La pandemia del COVID-19 ha avuto un impatto devastante sulla vita delle bambine e delle ragazze in Mozambico. Le scuole sono state tra le prime della regione a chiudere e migliaia di bambine sono rimaste senza un sostegno cosa che le ha rese particolarmente vulnerabili al matrimonio precoce e alla gravidanza, problemi già molto diffusi nel paese.
Per molte famiglie che vivono nella provincia di Sofala, il COVID-19 ha esacerbato le già difficili condizioni economiche determinate da emergenze precedenti come il ciclone Idai o le inondazioni che di recente hanno distrutto i campi coltivati, loro unica e principale fonte di reddito.
Per ragazze come Ana*, costretta a sposarsi a 16 anni, la pandemia ha messo fine alla loro speranza di continuare a studiare.
“Non ho più tempo di imparare perché ogni giorno ho tante cose da fare. Mi sveglio presto per andare a cercare l’acqua di cui ho bisogno per cucinare, lavarci e pulire casa. Con il coronavirus, questa è diventata la mia priorità, e non ho più tempo da dedicare allo studio”, dice.
Ana e la sua famiglia d’origine vivevano a Buzi, luogo duramente colpito dal ciclone Idai. L’anno scorso i suoi genitori, che non avevano più i mezzi economici per prendersi cura di lei, hanno deciso che l’opzione migliore era farla sposare nonostante fosse minorenne. Adesso Ana è incinta di 5 mesi e sa che anche quando le scuole riapriranno sarà costretta ad interrompere il suo percorso formativo.
“Non potrò tornare mai più a scuola perché non ho nessuno che si possa prendere cura del mio bambino. Inoltre, vivo con mia sorella che è più piccola di me ed i miei genitori ora vivono lontano da qui. Mio marito lavora come giardiniere nella città di Beira e conto sul suo aiuto per comprare quello di cui avrà bisogno il piccolo, altrimenti non saprei proprio come farò”, racconta.
Prima della chiusura della scuola Ana non vedeva l’ora di finire il terzo anno di liceo e sognava di diventare infermiera. Ora, con sua sorella più piccola a carico e con l’arrivo del suo primo figlio, la sua vita quotidiana è diventata frenetica e non ha tempo nemmeno per studiare a distanza attraverso i programmi radiofonici che sono stati creati per sostenere i bambini durante il lockdown.
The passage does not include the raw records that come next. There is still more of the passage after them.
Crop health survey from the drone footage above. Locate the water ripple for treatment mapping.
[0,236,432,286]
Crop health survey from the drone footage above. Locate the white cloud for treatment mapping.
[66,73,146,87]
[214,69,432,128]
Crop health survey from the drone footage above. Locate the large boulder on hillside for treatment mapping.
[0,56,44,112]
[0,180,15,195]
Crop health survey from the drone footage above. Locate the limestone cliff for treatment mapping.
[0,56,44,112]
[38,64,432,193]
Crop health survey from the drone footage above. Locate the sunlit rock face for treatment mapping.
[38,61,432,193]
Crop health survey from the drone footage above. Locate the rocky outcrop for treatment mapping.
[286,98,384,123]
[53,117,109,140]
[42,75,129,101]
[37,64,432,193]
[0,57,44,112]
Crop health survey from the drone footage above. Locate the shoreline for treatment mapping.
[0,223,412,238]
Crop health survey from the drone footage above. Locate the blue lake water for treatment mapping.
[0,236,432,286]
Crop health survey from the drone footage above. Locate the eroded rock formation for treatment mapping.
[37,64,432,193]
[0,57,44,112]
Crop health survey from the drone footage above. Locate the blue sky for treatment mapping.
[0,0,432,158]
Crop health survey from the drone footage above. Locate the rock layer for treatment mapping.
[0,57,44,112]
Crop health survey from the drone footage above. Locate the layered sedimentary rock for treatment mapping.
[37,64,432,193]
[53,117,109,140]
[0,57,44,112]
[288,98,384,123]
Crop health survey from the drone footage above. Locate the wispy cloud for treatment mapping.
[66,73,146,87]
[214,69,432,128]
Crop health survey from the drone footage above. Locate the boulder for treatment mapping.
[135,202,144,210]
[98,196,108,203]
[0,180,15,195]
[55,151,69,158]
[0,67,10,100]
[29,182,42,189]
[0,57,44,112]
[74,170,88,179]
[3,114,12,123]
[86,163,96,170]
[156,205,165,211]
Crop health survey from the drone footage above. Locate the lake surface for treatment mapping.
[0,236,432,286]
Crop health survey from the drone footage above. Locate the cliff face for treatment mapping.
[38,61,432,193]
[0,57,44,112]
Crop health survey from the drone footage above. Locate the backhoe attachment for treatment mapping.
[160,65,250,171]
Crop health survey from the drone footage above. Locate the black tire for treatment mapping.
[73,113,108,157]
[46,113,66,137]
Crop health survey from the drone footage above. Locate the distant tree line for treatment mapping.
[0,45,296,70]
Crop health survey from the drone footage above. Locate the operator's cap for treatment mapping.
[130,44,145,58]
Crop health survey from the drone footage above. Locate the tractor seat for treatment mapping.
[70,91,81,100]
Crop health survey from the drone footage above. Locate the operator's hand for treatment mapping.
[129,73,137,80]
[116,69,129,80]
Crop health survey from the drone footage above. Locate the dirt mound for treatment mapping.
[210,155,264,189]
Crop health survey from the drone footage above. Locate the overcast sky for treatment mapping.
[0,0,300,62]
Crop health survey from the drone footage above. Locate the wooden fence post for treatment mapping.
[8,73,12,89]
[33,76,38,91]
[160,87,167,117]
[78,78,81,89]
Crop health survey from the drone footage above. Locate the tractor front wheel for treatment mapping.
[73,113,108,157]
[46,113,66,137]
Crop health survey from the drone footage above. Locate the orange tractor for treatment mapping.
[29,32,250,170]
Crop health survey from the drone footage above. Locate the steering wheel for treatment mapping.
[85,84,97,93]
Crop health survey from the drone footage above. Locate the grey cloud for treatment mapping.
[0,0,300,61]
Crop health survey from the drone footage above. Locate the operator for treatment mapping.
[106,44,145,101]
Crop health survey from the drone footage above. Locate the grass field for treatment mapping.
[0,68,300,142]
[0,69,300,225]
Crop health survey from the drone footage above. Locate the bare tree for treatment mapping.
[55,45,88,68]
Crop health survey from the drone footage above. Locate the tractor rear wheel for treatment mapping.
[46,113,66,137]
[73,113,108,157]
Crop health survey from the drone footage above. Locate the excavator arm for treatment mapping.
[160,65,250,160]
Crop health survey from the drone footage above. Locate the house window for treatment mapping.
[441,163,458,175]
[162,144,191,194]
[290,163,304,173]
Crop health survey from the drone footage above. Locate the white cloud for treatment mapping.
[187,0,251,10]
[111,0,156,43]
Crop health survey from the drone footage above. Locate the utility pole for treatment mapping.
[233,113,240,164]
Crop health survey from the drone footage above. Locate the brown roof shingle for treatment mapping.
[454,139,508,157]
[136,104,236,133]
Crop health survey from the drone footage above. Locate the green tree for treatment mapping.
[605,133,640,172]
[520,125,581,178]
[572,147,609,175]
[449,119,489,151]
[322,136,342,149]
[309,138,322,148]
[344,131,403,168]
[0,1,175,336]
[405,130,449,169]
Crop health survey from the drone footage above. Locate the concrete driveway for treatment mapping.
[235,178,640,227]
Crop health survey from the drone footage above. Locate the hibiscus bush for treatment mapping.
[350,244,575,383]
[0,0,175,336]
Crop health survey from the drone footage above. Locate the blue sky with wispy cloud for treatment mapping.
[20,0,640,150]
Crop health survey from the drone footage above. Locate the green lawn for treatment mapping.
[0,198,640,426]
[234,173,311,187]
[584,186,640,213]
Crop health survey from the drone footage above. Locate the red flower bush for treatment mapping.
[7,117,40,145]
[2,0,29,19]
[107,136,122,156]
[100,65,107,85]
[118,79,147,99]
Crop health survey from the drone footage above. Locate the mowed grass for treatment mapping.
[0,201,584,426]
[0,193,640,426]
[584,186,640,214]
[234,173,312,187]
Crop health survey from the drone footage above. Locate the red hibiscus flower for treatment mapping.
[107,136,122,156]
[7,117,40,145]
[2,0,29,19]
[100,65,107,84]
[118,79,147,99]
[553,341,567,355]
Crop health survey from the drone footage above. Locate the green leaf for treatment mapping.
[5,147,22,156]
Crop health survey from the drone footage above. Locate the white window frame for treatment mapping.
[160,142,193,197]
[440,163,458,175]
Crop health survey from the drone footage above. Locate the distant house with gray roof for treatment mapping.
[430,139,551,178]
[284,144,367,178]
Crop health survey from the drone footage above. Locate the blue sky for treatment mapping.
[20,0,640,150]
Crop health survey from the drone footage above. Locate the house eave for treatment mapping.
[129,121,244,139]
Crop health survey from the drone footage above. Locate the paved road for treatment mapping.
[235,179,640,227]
Il coronavirus costituisce una grave minaccia per l’istruzione delle bambine e adolescenti in Mozambico. Uno studio realizzato da Plan International sull’impatto del COVID-19 nel paese ha dimostrato che, a causa della pandemia, i matrimoni precoci e le gravidanze adolescenziali sono in aumento per via dei problemi economici a cui devono far fronte le famiglie.
Per dar risposta a quest’emergenza nella provincia di Sofala, Plan International si è concentrata soprattutto su tre aree di intervento:
- Formando i docenti su come gestire le lezioni a distanza e sovvenzionando programmi radiofonici educativi in modo che i bambini potessero continuare la loro istruzione a casa durante il lockdown;
- Migliorando l’accesso a servizi di salute sessuale e riproduttiva per le ragazze e realizzando campagne informative per far sì che potessero scegliere il loro futuro in maniera consapevole.
- Mettendo in marcia programmi di formazione e di sostegno economico per giovani donne affinchè potessero raggiungere l’indipendenza economica.
*Il nome è stato cambiato per proteggere l’identità della protagonista di questa storia.